Will the pandemic help change this situation? Not likely, Silbergeld explained over the phone.
“I wish it was going to but I don’t think so,” she said, adding that people just “don’t want to think about slaughterhouses”. Numerous studies have been published on the conditions faced by meat workers – including her own 2014 joint publication with Emmanuel Kyeremateng-Amoah, which examined high rates of acute injury and chronic disease – yet “nothing has changed”.

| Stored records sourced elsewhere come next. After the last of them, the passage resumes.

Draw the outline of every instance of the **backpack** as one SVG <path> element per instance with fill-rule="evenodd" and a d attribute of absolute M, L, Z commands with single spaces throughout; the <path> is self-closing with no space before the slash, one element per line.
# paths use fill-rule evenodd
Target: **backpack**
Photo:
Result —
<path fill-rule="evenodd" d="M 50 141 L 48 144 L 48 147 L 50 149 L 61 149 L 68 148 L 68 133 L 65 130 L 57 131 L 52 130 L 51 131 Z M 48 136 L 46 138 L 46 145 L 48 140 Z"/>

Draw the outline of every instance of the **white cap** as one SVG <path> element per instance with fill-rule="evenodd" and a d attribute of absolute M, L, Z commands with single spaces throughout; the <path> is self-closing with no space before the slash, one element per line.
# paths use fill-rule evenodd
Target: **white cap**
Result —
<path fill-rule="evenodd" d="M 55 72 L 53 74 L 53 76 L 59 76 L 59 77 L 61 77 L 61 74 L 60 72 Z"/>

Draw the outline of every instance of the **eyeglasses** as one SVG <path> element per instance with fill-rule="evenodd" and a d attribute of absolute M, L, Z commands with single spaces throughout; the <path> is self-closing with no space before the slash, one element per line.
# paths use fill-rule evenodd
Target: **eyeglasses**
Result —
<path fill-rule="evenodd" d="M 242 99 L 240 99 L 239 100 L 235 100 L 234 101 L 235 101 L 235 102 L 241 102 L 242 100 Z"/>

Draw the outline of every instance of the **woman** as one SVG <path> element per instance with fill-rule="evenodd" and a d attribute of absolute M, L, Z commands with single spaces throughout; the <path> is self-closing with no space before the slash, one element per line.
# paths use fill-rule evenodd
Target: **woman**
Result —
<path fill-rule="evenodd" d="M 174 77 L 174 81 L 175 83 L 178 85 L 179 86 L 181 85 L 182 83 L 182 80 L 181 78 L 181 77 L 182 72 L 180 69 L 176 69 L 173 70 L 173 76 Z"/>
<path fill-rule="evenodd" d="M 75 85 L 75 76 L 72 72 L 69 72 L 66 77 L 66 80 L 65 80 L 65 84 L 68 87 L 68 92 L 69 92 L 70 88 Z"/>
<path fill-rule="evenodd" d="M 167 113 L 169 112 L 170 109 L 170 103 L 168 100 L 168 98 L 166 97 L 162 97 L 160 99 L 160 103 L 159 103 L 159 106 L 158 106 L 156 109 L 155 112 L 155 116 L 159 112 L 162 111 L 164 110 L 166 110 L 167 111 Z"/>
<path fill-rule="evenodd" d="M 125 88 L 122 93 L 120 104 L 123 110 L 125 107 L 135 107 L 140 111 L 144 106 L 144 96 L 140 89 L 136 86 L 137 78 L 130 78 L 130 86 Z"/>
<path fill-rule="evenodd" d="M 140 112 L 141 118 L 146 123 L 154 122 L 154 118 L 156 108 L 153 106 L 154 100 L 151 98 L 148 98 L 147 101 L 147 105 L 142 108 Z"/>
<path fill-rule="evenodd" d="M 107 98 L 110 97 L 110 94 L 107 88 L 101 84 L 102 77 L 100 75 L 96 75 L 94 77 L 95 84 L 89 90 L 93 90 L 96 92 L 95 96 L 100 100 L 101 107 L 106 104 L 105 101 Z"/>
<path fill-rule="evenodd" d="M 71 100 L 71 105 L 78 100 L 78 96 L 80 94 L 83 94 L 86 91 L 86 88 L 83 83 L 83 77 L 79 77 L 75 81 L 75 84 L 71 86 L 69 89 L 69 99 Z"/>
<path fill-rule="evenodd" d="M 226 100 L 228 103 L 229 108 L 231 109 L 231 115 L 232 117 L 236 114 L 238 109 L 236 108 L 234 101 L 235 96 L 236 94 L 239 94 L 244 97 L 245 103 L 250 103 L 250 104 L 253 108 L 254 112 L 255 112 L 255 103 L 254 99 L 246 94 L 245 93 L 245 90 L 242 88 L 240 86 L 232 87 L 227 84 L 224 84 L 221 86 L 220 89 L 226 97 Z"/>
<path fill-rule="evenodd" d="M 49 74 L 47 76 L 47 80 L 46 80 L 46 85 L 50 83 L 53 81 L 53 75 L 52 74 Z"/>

There are, however, moves to try to use this moment of heightened attention to press for reform. In an attempt to overcome the reluctance of meat-workers to speak out (and risk losing their jobs), the Animal Legal Defense Fund (ALDF) has launched a whistleblower campaign, fronted by the actor Joaquin Phoenix, to help people report their concerns anonymously.
According to Kelsey Eberly, a staff attorney at ALDF, the huge companies that control all aspects of the food chain – from how animals are raised to where and when they are killed and sold – are “at the root” of the many interlinked injustices. The Covid-19 crisis is laying bare “the problems advocates have been trying to change for years”.
A range of lawsuits have taken aim at some of these problems, including inadequate protection for workers during the pandemic. And trade unions and animal rights activists are using this moment of crisis to issue joint statements, creating “an opportunity to work together to protect both people and animals”, said Eberly.
Whether these efforts will finally right the wrongs that Sinclair wrote about more than a century ago is uncertain. Silbergeld’s scepticism is partly based on the fact that when Sinclair, in his own words, “aimed for the heart” by detailing the suffering of humans and animals alike, he actually “hit the head” of those more concerned about the hygiene of the food they were consuming.
Yet there are also wider shifts stirring in these locked-down times. As Eberly notes, “the larger injustice of the virus falling on people of colour is starting to get out there”, and the US meat industry is no different, with refugees and migrants often providing the bulk of the labour. For Eberly, there is still hope that “people are starting to question things” and that “after the pandemic we won’t go back to the broken system”.